If you don’t change either of those variables, then you need to stop prior to the burn point whatever that is.

The single serving bags pop much easier and in much less time.

Godspeed.

susanc's avatar

Perchik, maybe it would be easier in the long run to do it the old-fashioned way, which
is fun anyway: get some generic popcorn in bulk, or fancy in a jar if you prefer, put it in a big pot over a stove burner with a bunch of oil, shake shake shake it baby till it starts
to pop, shake it some more so the unpoppeds pop (except for the ones that are never going to), salt (or whatever) and eat. Doesn’t take long and not much can happen except popcorn.
To answer your question directly: you don’t fail, the stupid overkill technology fails.

omfgTALIjustIMDu's avatar

Many microwaves also have a “popcorn” setting. You could try that.

Perchik's avatar

@susan, In a college dorm- don’t have room for a big pot much less the various groceries.

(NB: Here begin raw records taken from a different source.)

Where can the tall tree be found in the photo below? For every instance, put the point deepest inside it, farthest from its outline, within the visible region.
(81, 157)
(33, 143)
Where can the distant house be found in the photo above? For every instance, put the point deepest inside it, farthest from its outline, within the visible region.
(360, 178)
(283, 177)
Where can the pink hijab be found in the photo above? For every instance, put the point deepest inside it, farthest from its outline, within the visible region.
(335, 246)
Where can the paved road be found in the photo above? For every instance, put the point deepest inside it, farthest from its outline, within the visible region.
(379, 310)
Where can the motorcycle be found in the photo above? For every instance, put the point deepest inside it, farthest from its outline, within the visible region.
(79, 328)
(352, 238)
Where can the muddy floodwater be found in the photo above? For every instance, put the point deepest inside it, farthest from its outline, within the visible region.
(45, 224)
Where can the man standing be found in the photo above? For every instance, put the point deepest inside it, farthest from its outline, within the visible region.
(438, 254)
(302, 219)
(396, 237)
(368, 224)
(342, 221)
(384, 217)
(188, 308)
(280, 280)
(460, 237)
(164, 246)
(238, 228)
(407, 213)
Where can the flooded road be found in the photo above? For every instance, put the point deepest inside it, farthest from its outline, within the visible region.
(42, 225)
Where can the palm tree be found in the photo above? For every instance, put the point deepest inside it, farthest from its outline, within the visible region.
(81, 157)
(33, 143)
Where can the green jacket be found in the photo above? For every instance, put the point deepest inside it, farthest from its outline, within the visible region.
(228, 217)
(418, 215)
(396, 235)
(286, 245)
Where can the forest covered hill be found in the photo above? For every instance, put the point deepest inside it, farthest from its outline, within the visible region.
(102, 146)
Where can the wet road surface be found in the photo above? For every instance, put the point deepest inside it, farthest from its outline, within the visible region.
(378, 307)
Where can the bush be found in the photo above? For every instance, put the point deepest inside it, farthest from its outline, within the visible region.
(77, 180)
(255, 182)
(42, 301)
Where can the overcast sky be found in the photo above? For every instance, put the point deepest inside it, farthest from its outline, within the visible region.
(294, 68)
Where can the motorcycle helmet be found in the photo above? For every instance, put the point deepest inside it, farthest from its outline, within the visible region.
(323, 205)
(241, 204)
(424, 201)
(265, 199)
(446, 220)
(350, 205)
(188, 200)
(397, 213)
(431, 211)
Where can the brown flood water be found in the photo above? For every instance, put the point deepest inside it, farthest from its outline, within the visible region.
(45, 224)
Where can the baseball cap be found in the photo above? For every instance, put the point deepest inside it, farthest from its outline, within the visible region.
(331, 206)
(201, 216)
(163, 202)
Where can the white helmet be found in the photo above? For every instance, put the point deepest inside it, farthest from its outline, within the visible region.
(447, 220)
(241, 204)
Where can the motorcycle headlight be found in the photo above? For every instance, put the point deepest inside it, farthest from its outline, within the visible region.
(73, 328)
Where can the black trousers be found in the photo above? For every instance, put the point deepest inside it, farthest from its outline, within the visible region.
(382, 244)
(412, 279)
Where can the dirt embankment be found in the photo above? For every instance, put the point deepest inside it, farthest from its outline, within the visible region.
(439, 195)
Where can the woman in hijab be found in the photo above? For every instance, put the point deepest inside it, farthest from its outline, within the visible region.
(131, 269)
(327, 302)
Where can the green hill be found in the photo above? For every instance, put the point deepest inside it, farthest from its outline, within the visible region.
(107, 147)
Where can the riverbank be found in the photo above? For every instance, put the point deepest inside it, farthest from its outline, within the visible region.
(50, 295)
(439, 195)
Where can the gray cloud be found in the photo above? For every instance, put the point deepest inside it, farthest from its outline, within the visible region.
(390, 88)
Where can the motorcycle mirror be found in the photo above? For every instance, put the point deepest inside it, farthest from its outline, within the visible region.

@omfg… college dorm = cheapest microwave on the market. I have a cook/defrost switch, and a timer.

kevbo's avatar

So… you make cheesecake and seared tuna in your dorm?

Perchik's avatar

Nah, my friends have a house, I still live on campus because it’s in my scholarship

kevbo's avatar

Yeah, I was just giving you a hard time, mi amigo.

ben's avatar

I second susanc on this one…. The pot is the way to do it. If you don’t have access to a big bot + stove, I’d recommend trying to find an air popper like this. I had one when I was a kid and it was incredible.

Poser's avatar

Alton Brown, host of the Food Network’s Good Eats suggested using a metal mixing bowl, with just a little bit of oil, in lieu of a flat-bottomed pot. Cover the top with foil, poke a few small holes in the foil to let the steam out, and use tongs to shake it to keep from burning the popped kernels. I don’t remember why he recommended this method, other than the shape of the bowl made it less likely to burn the popped kernels while the slower ones were heating. Haven’t tried it myself, but it seemed to make sense.

hossman's avatar

I second Poser’s suggestion via Alton Brown. Flat bottomed pots create too large a surface area at the bottom of the pan, so already popped kernels are exposed to more heat and burn before the unpopped kernels have popped. I found that a round-bottomed wok works very well, as the popped kernels are forced upward and outward, away from the heat, and the unpopped kernels remain immersed in the hot oil. Plus the wok has a handle, I would imagine the mixing bowl and tongs is very awkward.